O pensamento fragmentado e suas conseqüências
Porém a questão central é que temos uma série de linhas de corte bastante modernas nas formas conceituais de se abordar o tema da saúde. Moderno no sentido que Bruno Latour empresta ao tema. De certa forma fica “cada um no seu quadrado” e aspectos extremamente imbricados e articulados são tratados como distintos. Olharmos mais detalhadamente este processo histórico e cultural nos permite entender como os gastos são feitos. A partir daí poderemos planejar a forma de realizarmos mais e melhores investimentos em saúde.
Estas linhas demarcatórias são socialmente nítidas e eficazes em sua função de dificultar o pensamento do todo. Não obstante, a tradução entre as diversas formas conceituais e práticas em jogo não evita que os híbridos surjam e desempenhem seu papel no contexto geral. Uma espécie de monstro do Dr. Frankenstein, que embora construído a partir de partes de diferentes corpos, pensa e age. Ou seja, há algo de monstruoso no funcionamento dos sistemas de saúde. O que explica, em parte, sua retratação como sendo de permanente estado de crise.
Há então, retomando, linhas demarcadoras que separam e purificam estes aspectos complementares do sistema de saúde:
• Linha da demarcação para a saúde como setor da economia monetária;
• Linha da demarcação para a saúde como espaço político e de aplicação do saber técnico cientifico.
De um lado, a economia monetária e suas leis não escritas. De outro, a política e as ciências da saúde. No primeiro, temos um lugar de mobilização e fiscalização da sociedade (através de suas instâncias oficiais de representação: corporações de trabalhadores, de prestadores de serviço, associações comunitárias e outras ONGs). No segundo, as operações de mercado e as negociatas do submundo das relações entre o público e o privado.
De modo que ao conselheiro de saúde caberá olhar o aspecto político e de gestão dos planos de saúde de cada governo da hora. O conselheiro se concentrará em buscar, para a demanda reprimida e crescente, a melhor terapêutica disponível para o cuidado com a saúde dos indivíduos e das populações. Dificilmente ele conseguirá ver, ao primeiro olhar, os componentes puramente mercadológicos do jogo.
Para ele, a princípio haverá apenas um grande fornecedor último: o Estado. Como gestor do sistema o Estado deverá ser protegido dos ataques privativistas. Mas ao fim e ao cabo ele deve gerenciar e ser o responsável final por fazer a complexa engrenagem mover-se. A componente autodeterminante, desencadeada pelas relações entre as partes formalmente separadas do sistema, não será considerada na instância do controle social. Se for, não será significativa a ponto de determinar seus rumos e prioridades.
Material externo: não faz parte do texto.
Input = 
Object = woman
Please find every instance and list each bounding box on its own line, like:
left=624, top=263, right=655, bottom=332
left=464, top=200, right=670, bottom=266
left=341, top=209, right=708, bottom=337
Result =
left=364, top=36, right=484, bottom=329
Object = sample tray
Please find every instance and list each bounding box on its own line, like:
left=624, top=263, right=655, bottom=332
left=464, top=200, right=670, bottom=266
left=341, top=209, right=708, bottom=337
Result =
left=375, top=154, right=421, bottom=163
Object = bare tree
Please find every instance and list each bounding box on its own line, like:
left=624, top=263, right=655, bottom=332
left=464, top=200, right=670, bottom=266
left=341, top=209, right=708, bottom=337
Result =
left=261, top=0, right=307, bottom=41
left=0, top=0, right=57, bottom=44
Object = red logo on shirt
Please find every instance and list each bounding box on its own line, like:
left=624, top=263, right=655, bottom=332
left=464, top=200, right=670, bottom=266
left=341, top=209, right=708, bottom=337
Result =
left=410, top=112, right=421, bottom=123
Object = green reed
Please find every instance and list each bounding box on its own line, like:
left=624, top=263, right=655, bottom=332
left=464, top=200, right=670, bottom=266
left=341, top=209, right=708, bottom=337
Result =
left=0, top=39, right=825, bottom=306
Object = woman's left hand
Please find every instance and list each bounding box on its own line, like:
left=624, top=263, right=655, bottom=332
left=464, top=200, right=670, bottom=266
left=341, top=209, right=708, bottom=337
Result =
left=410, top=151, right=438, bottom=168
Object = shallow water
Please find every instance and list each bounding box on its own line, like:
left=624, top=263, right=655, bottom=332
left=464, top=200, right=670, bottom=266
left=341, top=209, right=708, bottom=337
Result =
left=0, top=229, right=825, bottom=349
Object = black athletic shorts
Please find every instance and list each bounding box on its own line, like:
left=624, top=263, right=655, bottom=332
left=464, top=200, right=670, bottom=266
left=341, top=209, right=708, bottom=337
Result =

A racionalidade política é desta forma separada da racionalidade econômica com o objetivo “ingênuo” de proteger a primeira da segunda. A consideração econômico-monetária é deixada na mão dos interesses privados, os quais devem ser vigiados e reprimidos em favor da face pública do sistema de saúde.
O contraditório é que ao serem excluídos da equação da política os agentes econômicos encontram um nicho privilegiado onde podem agir livremente: A regulação do fluxo da demanda.